On Monday, President Biden said, “Families — families who are just trying to put food on the table, keep a roof over their head — they aren’t the problem. We need to stay focused on the real problems in front of us: beating this pandemic and creating jobs.”
But the BLS numbers show we’re already doing pretty darn well at creating jobs, or at least creating job openings. An economy in which there are a record number of job openings is not one that is sluggish, or struggling, or that desperately needs another round of stimulus spending. What it needs are the currently nonworking job applicants to walk through the door. Right now, in Massachusetts, the maximum weekly unemployment-benefit amount is $855 per week. In a 40-hour work week, that comes out to $21.37 per hour.
Meanwhile, Prices Keep Going Up . . .
The updated unfilled-jobs numbers released Tuesday morning were bad. The updated immigration numbers released Tuesday evening were bad. Guess how the updated inflation numbers released Wednesday morning look?
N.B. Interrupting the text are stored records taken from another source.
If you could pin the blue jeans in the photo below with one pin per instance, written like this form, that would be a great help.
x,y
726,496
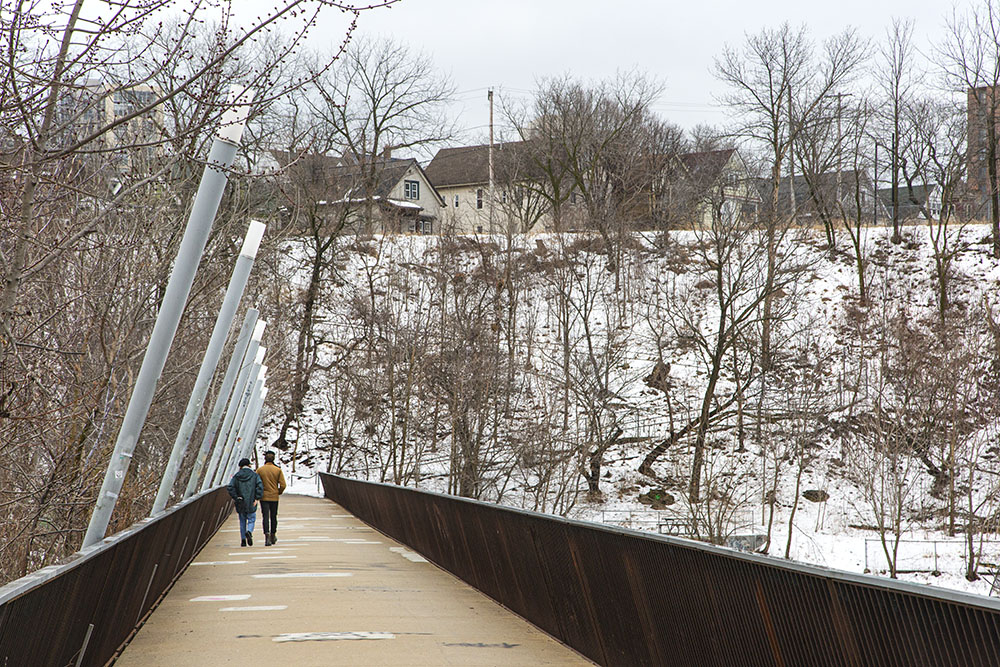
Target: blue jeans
x,y
247,522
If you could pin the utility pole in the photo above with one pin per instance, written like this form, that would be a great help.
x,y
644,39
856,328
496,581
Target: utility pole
x,y
791,156
199,225
875,189
489,95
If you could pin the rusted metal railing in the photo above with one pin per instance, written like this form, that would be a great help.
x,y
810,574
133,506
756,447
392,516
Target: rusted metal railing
x,y
621,597
83,612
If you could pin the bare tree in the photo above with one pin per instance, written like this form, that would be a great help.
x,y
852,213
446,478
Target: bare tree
x,y
896,77
776,87
970,57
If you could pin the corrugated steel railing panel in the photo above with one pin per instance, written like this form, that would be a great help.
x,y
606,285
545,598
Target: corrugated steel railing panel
x,y
45,618
621,597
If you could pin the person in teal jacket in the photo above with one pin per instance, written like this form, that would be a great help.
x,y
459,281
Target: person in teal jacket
x,y
246,488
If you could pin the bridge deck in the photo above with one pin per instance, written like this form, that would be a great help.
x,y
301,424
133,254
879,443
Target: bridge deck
x,y
331,592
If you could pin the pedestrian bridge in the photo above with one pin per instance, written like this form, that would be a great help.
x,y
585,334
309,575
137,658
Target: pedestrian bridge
x,y
379,575
332,591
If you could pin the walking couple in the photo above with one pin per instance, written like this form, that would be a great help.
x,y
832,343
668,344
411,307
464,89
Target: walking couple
x,y
247,487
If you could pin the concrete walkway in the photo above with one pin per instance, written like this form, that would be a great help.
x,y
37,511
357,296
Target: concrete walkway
x,y
332,591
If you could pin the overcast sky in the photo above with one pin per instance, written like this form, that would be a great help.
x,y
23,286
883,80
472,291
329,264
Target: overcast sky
x,y
510,45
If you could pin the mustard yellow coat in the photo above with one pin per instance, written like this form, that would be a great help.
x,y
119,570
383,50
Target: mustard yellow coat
x,y
274,481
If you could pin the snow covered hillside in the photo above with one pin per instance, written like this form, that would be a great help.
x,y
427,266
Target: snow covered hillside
x,y
673,383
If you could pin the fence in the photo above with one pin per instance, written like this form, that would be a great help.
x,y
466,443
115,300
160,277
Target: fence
x,y
621,597
83,612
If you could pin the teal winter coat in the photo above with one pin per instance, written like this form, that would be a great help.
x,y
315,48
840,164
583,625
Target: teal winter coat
x,y
245,487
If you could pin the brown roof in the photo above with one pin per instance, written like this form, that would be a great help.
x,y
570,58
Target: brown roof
x,y
467,165
707,166
344,180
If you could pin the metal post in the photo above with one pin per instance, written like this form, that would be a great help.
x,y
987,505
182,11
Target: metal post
x,y
206,203
227,442
243,441
249,415
223,322
260,417
239,350
241,382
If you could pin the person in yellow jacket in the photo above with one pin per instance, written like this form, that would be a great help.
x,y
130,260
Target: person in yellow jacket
x,y
274,485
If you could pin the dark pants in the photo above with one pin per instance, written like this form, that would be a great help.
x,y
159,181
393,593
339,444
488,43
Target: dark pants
x,y
269,515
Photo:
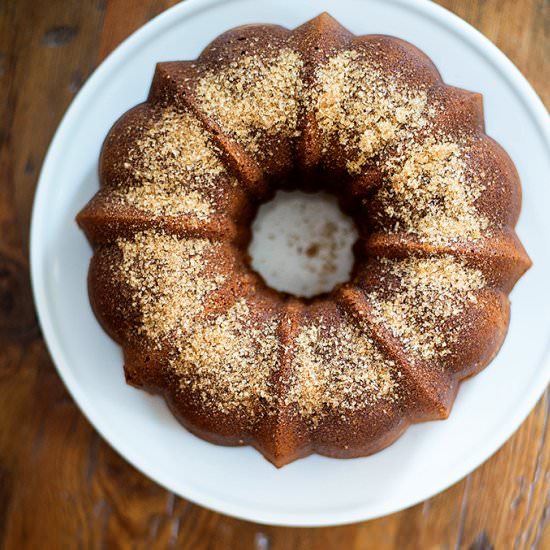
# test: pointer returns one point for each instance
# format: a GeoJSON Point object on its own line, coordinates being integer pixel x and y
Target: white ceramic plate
{"type": "Point", "coordinates": [238, 481]}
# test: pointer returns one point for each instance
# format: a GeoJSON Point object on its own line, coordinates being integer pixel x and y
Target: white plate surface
{"type": "Point", "coordinates": [238, 481]}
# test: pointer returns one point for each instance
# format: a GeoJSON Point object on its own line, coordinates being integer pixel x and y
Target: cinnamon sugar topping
{"type": "Point", "coordinates": [168, 280]}
{"type": "Point", "coordinates": [431, 293]}
{"type": "Point", "coordinates": [364, 109]}
{"type": "Point", "coordinates": [338, 368]}
{"type": "Point", "coordinates": [174, 164]}
{"type": "Point", "coordinates": [228, 361]}
{"type": "Point", "coordinates": [254, 94]}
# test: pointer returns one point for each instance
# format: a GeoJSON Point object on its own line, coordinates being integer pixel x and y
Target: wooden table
{"type": "Point", "coordinates": [61, 485]}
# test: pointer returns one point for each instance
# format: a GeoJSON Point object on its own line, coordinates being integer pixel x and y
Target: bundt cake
{"type": "Point", "coordinates": [435, 202]}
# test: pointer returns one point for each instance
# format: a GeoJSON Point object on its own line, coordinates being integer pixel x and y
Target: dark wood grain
{"type": "Point", "coordinates": [61, 486]}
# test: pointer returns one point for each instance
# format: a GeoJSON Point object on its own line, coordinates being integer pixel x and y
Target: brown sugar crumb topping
{"type": "Point", "coordinates": [167, 279]}
{"type": "Point", "coordinates": [431, 292]}
{"type": "Point", "coordinates": [356, 103]}
{"type": "Point", "coordinates": [228, 361]}
{"type": "Point", "coordinates": [430, 193]}
{"type": "Point", "coordinates": [174, 164]}
{"type": "Point", "coordinates": [254, 94]}
{"type": "Point", "coordinates": [338, 369]}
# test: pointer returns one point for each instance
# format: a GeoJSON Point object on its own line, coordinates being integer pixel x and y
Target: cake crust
{"type": "Point", "coordinates": [435, 200]}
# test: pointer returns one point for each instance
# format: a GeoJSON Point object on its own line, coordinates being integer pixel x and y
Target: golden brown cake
{"type": "Point", "coordinates": [435, 201]}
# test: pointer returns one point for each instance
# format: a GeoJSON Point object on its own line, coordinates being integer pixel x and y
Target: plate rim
{"type": "Point", "coordinates": [447, 20]}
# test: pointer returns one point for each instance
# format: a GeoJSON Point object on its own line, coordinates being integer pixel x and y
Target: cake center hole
{"type": "Point", "coordinates": [302, 243]}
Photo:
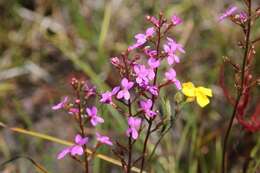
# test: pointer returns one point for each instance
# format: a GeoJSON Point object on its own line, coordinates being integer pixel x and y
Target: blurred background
{"type": "Point", "coordinates": [43, 43]}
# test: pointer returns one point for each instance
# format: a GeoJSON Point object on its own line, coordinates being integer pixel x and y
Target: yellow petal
{"type": "Point", "coordinates": [205, 91]}
{"type": "Point", "coordinates": [190, 99]}
{"type": "Point", "coordinates": [188, 89]}
{"type": "Point", "coordinates": [202, 99]}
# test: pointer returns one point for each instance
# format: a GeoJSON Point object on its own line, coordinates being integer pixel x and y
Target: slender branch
{"type": "Point", "coordinates": [150, 122]}
{"type": "Point", "coordinates": [240, 90]}
{"type": "Point", "coordinates": [129, 164]}
{"type": "Point", "coordinates": [130, 144]}
{"type": "Point", "coordinates": [82, 132]}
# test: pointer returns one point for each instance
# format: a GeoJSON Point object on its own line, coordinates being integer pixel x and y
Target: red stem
{"type": "Point", "coordinates": [240, 91]}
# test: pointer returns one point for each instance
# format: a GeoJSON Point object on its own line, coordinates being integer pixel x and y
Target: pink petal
{"type": "Point", "coordinates": [170, 60]}
{"type": "Point", "coordinates": [76, 150]}
{"type": "Point", "coordinates": [126, 95]}
{"type": "Point", "coordinates": [134, 134]}
{"type": "Point", "coordinates": [120, 94]}
{"type": "Point", "coordinates": [78, 138]}
{"type": "Point", "coordinates": [115, 90]}
{"type": "Point", "coordinates": [63, 153]}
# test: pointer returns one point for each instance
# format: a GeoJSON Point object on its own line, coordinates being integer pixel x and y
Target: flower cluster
{"type": "Point", "coordinates": [82, 115]}
{"type": "Point", "coordinates": [154, 52]}
{"type": "Point", "coordinates": [245, 79]}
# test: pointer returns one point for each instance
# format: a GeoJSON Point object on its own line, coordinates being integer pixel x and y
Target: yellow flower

How about “an absolute disaster”?
The Consumer Price Index for All Urban Consumers (CPI-U) increased 0.8 percent in April on a seasonally adjusted basis after rising 0.6 percent in March, the U.S. Bureau of Labor Statistics reported today. Over the last 12 months, the all items index increased 4.2 percent before seasonal adjustment. This is the largest 12-month increase since a 4.9-percent increase for the period ending September 2008.
The index for used cars and trucks rose 10.0 percent in April. This was the largest 1-month increase since the series began in 1953, and it accounted for over a third of the seasonally adjusted all items increase. The food index increased in April, rising 0.4 percent as the indexes for food at home and food away from home both increased. The energy index decreased slightly, as a decline in the index for gasoline in April more than offset increases in the indexes for electricity and natural gas.
The index for all items less food and energy rose 0.9 percent in April, its largest monthly increase since April 1982. Nearly all major component indexes increased in April. Along with the index for used cars and trucks, the indexes for shelter, airline fares, recreation, motor vehicle insurance, and household furnishings and operations were among the indexes with a large impact on the overall increase.
The all-items index rose 4.2 percent for the 12 months ending April, a larger increase than the 2.6- percent increase for the period ending March.
In other news: Jennifer Granholm, during a press conference yesterday about the hack of the Colonial Pipeline, said, “We have doubled down on ensuring that there’s an ability to truck oil in — gas in. But it’s — the pipe is the best way to go. And so that’s why, hopefully, this company, Colonial, will, in fact, be able to restore operations by the end of the week as they have said.”
Oh, pipe is the best way to go, huh? Safer, more secure, more efficient, less risk of accidents? Then maybe this administration shouldn’t be canceling pipeline projects!